En milieu de matinée, le portail de la résidence est forcé par les militaires français. Sont-ils allés plus loin ? Paris l’a toujours nié. Présent sur les lieux, Éric Littier, qui assurait le secrétariat de la cellule diplomatique de Laurent Gbagbo, affirme le contraire. « J’ai vu une vingtaine de soldats français accompagnés d’une jeep dans la cour », assure-t-il.
ILS AGITENT UN TISSU BLANC EN SIGNE DE REDDITION, MAIS ESSUIENT DES TIRS
En fin de matinée, les derniers soldats pro-Gbagbo présents à la résidence sont neutralisés par le commandant Boniface Awouman. Un peu plus tard, Désiré Tagro, le secrétaire général de la présidence, et l’aide de camp de Gbagbo ouvrent l’une des portes de la maison. Ils agitent un tissu blanc en signe de reddition, mais essuient des tirs.
Vers 13 heures, des soldats rebelles du commando Mystic pénètrent dans l’enceinte de la résidence d’un pas rapide. RPG dans le dos, fusil kalachnikov à la main, ils se dirigent vers le bâtiment principal dont la porte d’entrée a été détruite. À l’intérieur, dans son uniforme légèrement débrayé, un casque sur la tête, Hervé Pélikan Touré commande ses hommes. « Vous filtrez le sous-sol, rien de sort. On finit le tour de la maison », leur dit-il avant de tirer quelques balles dans une porte fermée à clé.
De Korhogo aux Pays-Bas
Laurent Gbagbo et ses proches se rendent sans résister. Ils seront transférés à l’hôtel du Golf quinze minutes plus tard. Blessé par balle à la mâchoire lors de son arrestation, Désiré Tagro décèdera le lendemain à la Polyclinique internationale Sainte Anne-Marie (Pisam). Aujourd’hui encore, les circonstances exactes de sa mort demeurent inconnues.

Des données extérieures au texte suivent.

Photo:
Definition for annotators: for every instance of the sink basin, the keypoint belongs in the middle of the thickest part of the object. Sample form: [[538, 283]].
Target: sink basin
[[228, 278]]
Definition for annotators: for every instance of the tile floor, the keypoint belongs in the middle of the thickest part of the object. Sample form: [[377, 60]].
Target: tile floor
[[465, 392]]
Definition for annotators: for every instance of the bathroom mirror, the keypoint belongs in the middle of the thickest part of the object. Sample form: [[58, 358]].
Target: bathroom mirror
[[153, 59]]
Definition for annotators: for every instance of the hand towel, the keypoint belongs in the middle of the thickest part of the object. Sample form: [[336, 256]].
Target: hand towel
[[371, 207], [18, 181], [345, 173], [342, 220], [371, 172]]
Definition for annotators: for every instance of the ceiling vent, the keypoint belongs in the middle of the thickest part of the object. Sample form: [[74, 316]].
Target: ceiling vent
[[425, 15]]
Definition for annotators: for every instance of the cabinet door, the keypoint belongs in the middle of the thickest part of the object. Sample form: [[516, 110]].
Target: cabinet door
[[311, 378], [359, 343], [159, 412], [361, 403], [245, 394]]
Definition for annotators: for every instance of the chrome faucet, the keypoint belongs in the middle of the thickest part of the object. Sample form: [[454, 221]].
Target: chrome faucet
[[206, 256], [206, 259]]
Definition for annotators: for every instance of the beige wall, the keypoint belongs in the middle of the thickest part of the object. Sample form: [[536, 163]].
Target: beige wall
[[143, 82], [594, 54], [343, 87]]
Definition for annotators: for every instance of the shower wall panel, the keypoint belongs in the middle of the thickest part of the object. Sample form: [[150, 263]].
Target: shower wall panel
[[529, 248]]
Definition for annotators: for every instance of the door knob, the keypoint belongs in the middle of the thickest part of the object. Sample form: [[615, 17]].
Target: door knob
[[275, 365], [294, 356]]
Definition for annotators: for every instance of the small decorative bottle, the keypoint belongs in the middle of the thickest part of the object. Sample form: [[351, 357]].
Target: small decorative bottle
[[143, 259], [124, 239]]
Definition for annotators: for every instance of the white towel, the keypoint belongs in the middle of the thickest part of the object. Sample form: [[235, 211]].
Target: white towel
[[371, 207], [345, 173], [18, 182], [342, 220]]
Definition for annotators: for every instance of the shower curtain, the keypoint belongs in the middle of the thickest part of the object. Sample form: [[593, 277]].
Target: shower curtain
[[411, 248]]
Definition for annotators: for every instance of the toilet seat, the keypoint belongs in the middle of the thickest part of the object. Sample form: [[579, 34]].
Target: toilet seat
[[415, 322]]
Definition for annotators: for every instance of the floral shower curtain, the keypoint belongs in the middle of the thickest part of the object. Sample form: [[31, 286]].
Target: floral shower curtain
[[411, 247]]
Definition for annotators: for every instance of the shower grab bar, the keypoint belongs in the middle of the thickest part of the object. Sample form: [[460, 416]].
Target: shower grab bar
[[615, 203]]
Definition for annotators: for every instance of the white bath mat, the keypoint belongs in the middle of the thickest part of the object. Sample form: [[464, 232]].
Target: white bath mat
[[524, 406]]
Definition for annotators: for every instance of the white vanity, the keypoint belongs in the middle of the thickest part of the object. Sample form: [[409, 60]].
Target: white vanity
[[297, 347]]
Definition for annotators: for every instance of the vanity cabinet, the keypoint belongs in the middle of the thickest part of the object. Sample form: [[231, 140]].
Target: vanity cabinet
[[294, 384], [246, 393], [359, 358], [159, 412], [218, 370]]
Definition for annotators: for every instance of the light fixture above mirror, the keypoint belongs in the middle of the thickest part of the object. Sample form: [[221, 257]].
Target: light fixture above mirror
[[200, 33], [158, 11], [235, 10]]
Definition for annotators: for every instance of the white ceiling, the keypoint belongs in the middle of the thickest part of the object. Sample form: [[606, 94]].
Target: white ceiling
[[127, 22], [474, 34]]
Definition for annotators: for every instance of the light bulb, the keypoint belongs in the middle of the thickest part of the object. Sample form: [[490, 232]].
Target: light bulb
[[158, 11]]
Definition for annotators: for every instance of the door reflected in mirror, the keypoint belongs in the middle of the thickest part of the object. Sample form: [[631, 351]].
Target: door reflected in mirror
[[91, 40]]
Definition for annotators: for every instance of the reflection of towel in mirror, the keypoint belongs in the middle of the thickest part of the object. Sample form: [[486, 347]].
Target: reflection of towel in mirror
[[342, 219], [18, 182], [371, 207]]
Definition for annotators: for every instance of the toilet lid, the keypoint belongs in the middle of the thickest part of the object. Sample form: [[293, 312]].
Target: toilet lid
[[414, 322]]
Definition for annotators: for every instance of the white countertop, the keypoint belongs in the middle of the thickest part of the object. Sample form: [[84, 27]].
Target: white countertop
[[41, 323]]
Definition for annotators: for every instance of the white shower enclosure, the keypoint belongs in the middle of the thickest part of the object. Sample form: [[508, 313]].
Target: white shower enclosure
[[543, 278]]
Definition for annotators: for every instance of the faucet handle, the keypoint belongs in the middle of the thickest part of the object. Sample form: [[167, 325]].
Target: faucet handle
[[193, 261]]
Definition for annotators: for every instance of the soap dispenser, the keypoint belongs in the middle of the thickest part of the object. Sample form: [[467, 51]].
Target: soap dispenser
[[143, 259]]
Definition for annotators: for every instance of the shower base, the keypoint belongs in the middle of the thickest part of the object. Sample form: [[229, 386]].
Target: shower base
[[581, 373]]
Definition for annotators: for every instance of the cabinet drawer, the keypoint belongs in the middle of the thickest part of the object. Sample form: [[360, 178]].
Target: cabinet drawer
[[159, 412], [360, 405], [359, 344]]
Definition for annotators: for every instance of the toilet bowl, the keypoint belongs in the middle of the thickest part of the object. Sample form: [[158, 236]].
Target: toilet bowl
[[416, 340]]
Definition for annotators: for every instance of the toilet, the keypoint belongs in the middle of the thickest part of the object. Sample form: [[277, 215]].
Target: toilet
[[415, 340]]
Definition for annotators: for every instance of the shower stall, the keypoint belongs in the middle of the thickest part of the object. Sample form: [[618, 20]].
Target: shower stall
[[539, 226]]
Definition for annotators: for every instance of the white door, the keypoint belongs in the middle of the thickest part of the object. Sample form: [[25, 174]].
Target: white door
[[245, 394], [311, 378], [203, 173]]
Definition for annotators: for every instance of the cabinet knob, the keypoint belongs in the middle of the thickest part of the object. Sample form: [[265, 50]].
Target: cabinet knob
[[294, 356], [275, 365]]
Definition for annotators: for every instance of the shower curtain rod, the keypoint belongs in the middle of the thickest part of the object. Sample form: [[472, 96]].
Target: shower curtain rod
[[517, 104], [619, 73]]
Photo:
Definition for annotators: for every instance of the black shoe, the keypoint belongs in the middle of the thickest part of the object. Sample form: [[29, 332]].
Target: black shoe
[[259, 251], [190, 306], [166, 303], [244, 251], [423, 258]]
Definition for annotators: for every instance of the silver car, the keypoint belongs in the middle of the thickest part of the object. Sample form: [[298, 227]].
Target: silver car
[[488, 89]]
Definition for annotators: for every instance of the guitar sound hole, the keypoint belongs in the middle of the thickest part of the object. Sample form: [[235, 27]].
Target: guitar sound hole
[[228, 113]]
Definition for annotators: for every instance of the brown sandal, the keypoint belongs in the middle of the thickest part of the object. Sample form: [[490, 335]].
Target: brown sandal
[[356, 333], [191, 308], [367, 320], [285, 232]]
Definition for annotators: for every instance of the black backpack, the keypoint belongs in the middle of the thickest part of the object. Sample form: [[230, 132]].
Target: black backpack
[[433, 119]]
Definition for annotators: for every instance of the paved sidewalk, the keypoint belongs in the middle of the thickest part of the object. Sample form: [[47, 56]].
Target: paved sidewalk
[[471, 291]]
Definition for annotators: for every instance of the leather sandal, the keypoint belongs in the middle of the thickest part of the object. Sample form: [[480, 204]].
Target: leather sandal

Quelques jours plus tard, Gbagbo sera transféré à Korhogo, dans le nord de la Côte d’Ivoire. Il y sera détenu pendant huis mois, avant d’être envoyé aux Pays-Bas et incarcéré à la prison de la Cour pénale internationale. Accusé de crimes de guerre et de crimes contre l’humanité, il sera finalement définitivement acquitté, le 31 mars 2021. Dix ans presque jour pour jour après avoir été extrait de sa résidence.